$BAC Salary Roundup: Montag $30 Mil, Kennay “More Than You”

February 27th, 2010 by alyx · 2 Comments · all ur bankz

Who was the big winner in the compensation game at Bank of America for 2009? Apparently it was Heidi Montag, who received nearly $30 million in cash, stock and plastic surgery. Oh, wait, sorry. I mean it was Thomas Montag, their president of global banking and markets who came over in the Merrill deal. I get it, he was probably sitting around in Charlotte with a dazed look on his face, thinking “I left Goldman Sachs for this?” and they felt like they had to do it, but still.

Some salaries announced yesterday:

Feb. 27 (Bloomberg) — Bank of America Corp. gave Thomas Montag a $29.9 million compensation package in 2009 for running its global banking and markets units and to fulfill promises made when Merrill Lynch & Co. hired him in 2008.
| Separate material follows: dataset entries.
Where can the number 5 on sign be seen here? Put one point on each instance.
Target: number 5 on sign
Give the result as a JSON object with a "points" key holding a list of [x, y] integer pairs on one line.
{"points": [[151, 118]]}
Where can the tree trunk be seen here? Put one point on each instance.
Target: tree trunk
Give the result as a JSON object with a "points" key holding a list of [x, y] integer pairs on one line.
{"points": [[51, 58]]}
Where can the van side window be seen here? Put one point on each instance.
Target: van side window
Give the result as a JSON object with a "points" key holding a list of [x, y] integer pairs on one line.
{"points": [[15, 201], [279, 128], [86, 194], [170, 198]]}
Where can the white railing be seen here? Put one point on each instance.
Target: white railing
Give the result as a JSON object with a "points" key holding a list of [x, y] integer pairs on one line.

Montag, president of the unit that includes trading and investment banking, received more than the $6.51 million awarded to new Chief Executive Officer Brian Moynihan, according to a regulatory filing. Also yesterday, Citigroup Inc. said CEO Vikram Pandit was paid $125,001 for last year, reflecting compensation in the weeks before he voluntarily took a cut to $1 a year. Wells Fargo & Co. announced it had cut the 2010 base pay for most top executives.

“With regard to Bank of America, this is another example of pay for attendance rather than pay for performance,” Frank Glassner, CEO of Veritas Executive Compensation Consultants LLC in San Francisco, said in a phone interview.

We’re amused to see that the Bandit’s Dollar Menu Pledge didn’t mean that much after all, since he didn’t give back the salary he’d received before taking it.

And what of Kennay? The jury is out on what his effective total comp was, but Barrons succinctly sums it up by saying that probably, “Ken Lewis Made More Than You“:

Lewis, who stepped down Dec. 31, received zero base pay last year, and zero stock or options awards. Dow Jones Newswires this afternoon lists the nominal $4.21 million he made off of deferred comp, a pension adjustment, which you’ll find on page 46 of the proxy.

Associated Press’s Stevenson Jacobs comes up with a number of $32,171, apparently from adding up the various amounts of perks, including the $25,000 allotment for “other compensation” allowed under the TARP, with $23,998 spent on tax preparation and $1,002 on home security and parking.

And yet Dan Fitzpatrick with The Wall Street Journal offers a total of $83 million in “exit pay,” consisting of $57 million in eligible pension benefits, $11 million in deferred comp, and $4.6 million in vested and unvested stock. Oh, plus, a life insurance policy of $10.3 million.

Well, if it was only $32K, I totally had him whipped. Take that Kennay! But, um, if it was somewhere between $4.2-83 mil, yeah, not so much.